At the end of the 19th century. Columbia University professor Edwin Seligman (1861 - 1939) in his book “The Shift and Fall of Taxes” (1892) outlined the main provisions of the shift of taxes and indicated two of their varieties: shift from the seller to the buyer (as a rule, this occurs with indirect taxation ) and shifting from the buyer to the seller (indirect taxes in cases where the price of any product is incredibly high due to high stakes(for example, excise taxes), which significantly limits the demand for this product).

The problem of tax transfer has not yet been finally resolved. According to modern American economists K. McConnell and S. Brew: “Taxes do not always come from those sources that are subject to taxation. Some taxes may be shifted. For this reason, it is necessary to accurately determine the scope of possible transfer of the main types of taxes and identify the final destinations where taxes are transferred.” According to other Western economists R. Musgrave and D. Means, from 30 to 50% of taxes paid by capitalists are passed on to consumers.

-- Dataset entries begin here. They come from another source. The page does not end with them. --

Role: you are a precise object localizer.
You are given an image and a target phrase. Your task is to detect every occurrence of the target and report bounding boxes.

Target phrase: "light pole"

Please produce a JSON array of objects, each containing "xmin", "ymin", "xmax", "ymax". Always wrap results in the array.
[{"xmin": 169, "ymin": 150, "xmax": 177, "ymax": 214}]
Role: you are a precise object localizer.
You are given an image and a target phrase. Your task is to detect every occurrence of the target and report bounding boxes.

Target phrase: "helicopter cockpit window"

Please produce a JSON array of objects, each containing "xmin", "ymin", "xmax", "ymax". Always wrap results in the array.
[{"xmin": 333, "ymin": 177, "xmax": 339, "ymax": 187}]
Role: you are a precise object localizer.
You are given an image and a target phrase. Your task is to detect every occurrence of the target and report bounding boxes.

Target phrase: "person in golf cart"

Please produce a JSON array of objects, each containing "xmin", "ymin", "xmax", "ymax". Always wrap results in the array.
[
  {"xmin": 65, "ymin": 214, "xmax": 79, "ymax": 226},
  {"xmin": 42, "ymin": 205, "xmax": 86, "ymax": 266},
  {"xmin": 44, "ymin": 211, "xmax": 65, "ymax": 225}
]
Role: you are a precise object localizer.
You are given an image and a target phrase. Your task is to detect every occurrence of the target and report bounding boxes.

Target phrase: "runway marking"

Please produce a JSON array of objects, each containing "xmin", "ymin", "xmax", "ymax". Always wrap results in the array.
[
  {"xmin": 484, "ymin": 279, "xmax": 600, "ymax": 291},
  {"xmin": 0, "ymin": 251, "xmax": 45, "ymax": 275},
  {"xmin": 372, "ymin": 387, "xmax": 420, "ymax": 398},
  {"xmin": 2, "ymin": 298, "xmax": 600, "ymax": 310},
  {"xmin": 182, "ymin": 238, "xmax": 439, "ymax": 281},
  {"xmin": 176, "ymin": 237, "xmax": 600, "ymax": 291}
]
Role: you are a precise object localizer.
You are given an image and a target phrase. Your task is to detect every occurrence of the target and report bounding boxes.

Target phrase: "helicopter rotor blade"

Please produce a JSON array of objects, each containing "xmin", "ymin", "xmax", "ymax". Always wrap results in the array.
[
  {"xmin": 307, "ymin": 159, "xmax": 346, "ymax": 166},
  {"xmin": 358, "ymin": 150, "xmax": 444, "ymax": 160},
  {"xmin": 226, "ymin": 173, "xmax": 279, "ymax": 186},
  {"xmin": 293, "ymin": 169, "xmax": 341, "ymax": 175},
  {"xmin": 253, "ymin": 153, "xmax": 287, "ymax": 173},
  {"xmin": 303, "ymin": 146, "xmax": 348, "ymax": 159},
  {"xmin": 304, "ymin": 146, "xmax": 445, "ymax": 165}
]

The problem of shifting is particularly relevant at the moment in Russia, since in the structure of retail prices for consumer goods the share of all taxes, fees and insurance premiums is 31%.

Thus, for precise definition trends in the transfer of each tax payment, it is necessary to take into account the nature of the tax, as well as all the economic and political conditions for its collection.

At the same time, it should be recognized that humanity has not yet come up with an ideal tax system. Financial science still cannot unambiguously answer many tax questions, and constant tax reforms in almost all developed countries indicate a permanent process of creating a fair, proportionate and justified tax system.